妊婦さんが免疫を持っていても、風疹患者との濃厚な接触では胎児を守りきれないことがあります。
なので風疹そのものをなくす必要があります。
免疫のない人が特に多い世代である働き盛りの20~40代の男性が、周囲に風疹を蔓延させてしまうのです。
まとめ
- 風疹やおたふく風邪が原因で男性不妊になるケースもあり、最悪の場合無精子症になることもある
- 妊娠初期の妊婦が感染することで高い確率で胎児に発達障害がみられる
- 妊娠してから生ワクチンを接種することができな為、妊娠を希望した時点で予防接種をする必要がある
- 出産・子育て世代の男性が免疫力が薄くなっており、妊婦に感染させてしまったケースもある
- 男女共に風疹とおたふく風邪の予防接種は絶対に必要
妊婦さんのもっともそばにいる旦那さんの予防接種は絶対に必要です。
私も実際、子供を作ろうと妻と一緒に産婦人科へ行き、風疹の抗体について説明を受けました。
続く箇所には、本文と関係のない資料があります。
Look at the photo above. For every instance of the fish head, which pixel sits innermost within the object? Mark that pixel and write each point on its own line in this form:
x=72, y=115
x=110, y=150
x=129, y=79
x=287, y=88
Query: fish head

私たちは不安を持ったまま妊娠を目指すのは極力避けたかったため、風疹の抗体検査を受けました。
抗体検査は通常の内科で血液検査をすることで抗体があるかどうか数日で判明します。
抗体があればそれでよし。抗体がなければワクチン接種すればいいだけです。なんら大変なことはありません。
これからできるかもしれない赤ちゃんと奥様のことを考えて、旦那様はもちろん、ご夫婦共に予防接種は必ずするべきです。